Companies shift power at the top all the time, but research suggests that the sudden loss of a leader affects a company differently than a smooth transition, such as a successfully orchestrated succession plan. Given that companies often experience fast, dramatic shifts in power, there are ways to ease the blow to employees, who often feel traumatized by the change.
Actually, Apple has been preparing for this transition for some time. Jobs had been grooming Apple’s former COO Tim Cook to take over. “Cook was hand-selected by Steve Jobs and socialized into the role,” says Gilad Chen, a professor of management and organization at the University of Maryland. “That will hopefully allow Apple to experience a smoother transition than companies that didn’t really expect a change.”
But even companies that aren’t expecting a major leadership shift should prepare for one, says David Ballard, director of the American Psychological Association’s healthy workplace program. CEOs fall ill or switch jobs, or, in the case of Mark Hurd at HP (HPQ), become embroiled in a scandal that ultimately leads to their departure. Most companies don’t have an emergency succession plan in place, Ballard adds.
A sudden shift such as the firing of a disgraced CEO can be especially difficult. Employees tend to mistrust surviving leadership after this kind of scandal, especially if those members of management supported the CEO or hinged the company’s image on him or her.
But managers can actually turn the loss of a rule-breaking leader into a positive, says Lisa Penney, a professor of industrial organizational psychology at the University of Houston. Remaining leaders can use the CEO’s departure to reinforce the company’s values. Firing powerful people who fail to uphold standards sends a message that no one is immune, that codes of conduct are set in stone.
Experts agree that as much as possible, companies should guide the conversation about a CEO’s departure and provide clear, valid explanations to employees why the change is good. Especially in this economy, any sort of shift in leadership causes employees to start hearing footsteps.
“We’re sort of wired for consistency,” says Bill Becker, a management professor at Texas Christian University’s Neeley business school. “When there’s significant change, that triggers a danger signal. In general, that’s going to generate negative emotions.”
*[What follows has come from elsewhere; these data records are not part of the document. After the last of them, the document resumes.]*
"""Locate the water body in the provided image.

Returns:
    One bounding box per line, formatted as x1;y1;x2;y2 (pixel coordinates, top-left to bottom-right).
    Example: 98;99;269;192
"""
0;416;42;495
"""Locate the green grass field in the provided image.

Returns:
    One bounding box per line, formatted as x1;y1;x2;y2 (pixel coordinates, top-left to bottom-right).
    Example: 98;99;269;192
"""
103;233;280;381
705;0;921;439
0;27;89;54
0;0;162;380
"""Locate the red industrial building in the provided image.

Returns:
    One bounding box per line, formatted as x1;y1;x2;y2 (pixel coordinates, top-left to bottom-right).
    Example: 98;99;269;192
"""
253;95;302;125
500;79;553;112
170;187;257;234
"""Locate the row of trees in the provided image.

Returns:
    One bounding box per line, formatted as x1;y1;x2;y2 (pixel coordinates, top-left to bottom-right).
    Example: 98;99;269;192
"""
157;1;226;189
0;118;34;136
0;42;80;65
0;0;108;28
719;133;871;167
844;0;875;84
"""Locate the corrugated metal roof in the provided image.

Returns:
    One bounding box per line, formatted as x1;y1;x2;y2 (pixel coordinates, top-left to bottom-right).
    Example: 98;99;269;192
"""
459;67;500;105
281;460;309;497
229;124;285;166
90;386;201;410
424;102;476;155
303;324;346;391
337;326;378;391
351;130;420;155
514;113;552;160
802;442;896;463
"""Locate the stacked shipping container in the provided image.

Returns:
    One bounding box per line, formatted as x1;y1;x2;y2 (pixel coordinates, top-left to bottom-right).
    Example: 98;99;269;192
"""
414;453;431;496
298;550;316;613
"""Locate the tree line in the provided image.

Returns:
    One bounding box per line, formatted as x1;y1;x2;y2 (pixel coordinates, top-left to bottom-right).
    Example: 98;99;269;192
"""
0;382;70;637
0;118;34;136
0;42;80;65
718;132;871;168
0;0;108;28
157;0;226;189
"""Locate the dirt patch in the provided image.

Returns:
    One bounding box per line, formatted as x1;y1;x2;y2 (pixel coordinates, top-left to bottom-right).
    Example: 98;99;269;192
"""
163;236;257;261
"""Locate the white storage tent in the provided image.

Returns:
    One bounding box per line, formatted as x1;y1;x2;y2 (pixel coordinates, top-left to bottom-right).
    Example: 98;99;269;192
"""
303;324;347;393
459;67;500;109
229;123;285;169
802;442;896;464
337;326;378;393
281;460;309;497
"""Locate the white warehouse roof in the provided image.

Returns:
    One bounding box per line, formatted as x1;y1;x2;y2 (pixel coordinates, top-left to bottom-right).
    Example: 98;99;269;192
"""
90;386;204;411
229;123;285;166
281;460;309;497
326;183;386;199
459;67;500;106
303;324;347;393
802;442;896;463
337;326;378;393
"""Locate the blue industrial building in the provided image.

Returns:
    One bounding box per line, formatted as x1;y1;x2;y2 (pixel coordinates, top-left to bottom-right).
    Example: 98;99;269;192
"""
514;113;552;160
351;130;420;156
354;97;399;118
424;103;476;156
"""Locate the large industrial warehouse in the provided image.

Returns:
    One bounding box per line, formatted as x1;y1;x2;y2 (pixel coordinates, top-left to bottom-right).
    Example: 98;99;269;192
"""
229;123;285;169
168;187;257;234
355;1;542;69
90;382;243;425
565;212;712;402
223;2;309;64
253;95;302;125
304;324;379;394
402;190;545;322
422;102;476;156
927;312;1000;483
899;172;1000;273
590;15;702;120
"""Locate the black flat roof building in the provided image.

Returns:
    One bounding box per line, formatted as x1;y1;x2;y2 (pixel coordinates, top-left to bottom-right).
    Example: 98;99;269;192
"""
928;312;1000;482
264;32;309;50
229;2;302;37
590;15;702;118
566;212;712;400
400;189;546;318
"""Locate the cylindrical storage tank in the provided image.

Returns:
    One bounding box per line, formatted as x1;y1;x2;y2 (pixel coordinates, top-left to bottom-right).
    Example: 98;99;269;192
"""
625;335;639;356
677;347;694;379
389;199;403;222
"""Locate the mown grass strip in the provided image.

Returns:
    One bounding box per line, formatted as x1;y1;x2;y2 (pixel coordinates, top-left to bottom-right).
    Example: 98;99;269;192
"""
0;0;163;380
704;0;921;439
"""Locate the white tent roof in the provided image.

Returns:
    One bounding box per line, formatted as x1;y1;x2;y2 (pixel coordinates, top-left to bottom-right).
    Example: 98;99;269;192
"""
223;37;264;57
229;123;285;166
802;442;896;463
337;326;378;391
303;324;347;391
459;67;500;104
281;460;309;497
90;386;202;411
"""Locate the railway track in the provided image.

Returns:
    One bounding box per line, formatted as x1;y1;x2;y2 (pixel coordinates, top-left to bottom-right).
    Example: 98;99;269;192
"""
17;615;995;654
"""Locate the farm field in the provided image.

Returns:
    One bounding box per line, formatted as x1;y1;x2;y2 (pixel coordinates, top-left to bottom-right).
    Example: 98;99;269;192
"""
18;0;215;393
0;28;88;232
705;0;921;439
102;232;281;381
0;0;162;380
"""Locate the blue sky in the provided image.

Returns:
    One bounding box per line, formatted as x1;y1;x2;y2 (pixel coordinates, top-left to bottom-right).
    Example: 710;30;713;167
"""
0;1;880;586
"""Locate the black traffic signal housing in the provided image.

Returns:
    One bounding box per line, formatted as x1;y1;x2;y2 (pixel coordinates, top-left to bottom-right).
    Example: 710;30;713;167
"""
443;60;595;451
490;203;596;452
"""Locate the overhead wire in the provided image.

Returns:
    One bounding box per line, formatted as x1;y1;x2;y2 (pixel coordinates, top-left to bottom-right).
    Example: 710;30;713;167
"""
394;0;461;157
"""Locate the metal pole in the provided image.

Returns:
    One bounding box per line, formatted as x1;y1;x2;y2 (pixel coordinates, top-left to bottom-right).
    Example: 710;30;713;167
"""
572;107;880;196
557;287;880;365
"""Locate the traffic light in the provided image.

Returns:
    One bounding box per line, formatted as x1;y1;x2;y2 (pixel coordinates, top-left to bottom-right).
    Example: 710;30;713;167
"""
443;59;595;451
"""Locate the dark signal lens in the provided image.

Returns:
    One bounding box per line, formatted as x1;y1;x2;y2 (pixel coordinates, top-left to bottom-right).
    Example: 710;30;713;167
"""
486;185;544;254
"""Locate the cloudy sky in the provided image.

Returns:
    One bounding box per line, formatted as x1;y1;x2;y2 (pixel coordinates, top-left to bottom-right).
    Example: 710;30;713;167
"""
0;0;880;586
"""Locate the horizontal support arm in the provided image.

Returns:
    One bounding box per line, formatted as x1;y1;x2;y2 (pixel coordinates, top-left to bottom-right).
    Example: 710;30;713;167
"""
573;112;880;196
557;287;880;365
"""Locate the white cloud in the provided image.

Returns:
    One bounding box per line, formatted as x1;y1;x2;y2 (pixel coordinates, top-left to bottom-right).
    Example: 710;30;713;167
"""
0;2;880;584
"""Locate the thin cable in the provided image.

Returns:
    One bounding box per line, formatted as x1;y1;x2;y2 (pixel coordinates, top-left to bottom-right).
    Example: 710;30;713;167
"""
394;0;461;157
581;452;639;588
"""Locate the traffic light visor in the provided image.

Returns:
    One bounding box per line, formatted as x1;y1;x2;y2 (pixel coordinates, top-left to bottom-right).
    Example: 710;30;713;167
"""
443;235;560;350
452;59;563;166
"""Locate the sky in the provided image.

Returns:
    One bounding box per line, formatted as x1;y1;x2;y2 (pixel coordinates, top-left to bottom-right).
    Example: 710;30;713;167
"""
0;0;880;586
One of the best buffers to a perceived sea change is to distribute leadership early on. This happens in the military and with most government positions: “Those are systems where there’s a regular shift on tap,” Chen says, and therefore those organizations cannot depend too much on any one person.
The same is true for the International Monetary Fund, which made a fairly smooth leadership transition under managing director Christine Lagarde after Dominique Strauss-Kahn resigned from the position amid accusations that he sexually assaulted a hotel housekeeper. Again, that’s an organization where leaders only serve for a set term, and it may be tough for companies to build a management structure where leaders are as interchangeable.
Still, it’s a good sign when a top executive can distribute leadership opportunities across upper management. “It takes a strong, confident leader to share power,” Chen says. “Leaders who are more likely to share power believe in the power of many versus the power of one.”
Companies with this kind of power distribution are much more resilient to changes that appear dramatic. Even though a primary leader may be disgraced, or the loss of a leader to sickness or death may come as an upsetting blow to the organization, the true leadership network stays intact.
It remains to be seen whether or not Apple built this kind of sustainable leadership structure. While the company had a succession plan in place, it was very much a one-man show for decades. It may not have been the most sustainable leadership strategy, but of course, Steve Jobs bucked much of management conventional wisdom. Apple’s performance, going forward, will illustrate whether it really is a one-in-a-million company, or if Steve Jobs was just a one-in-a-million executive.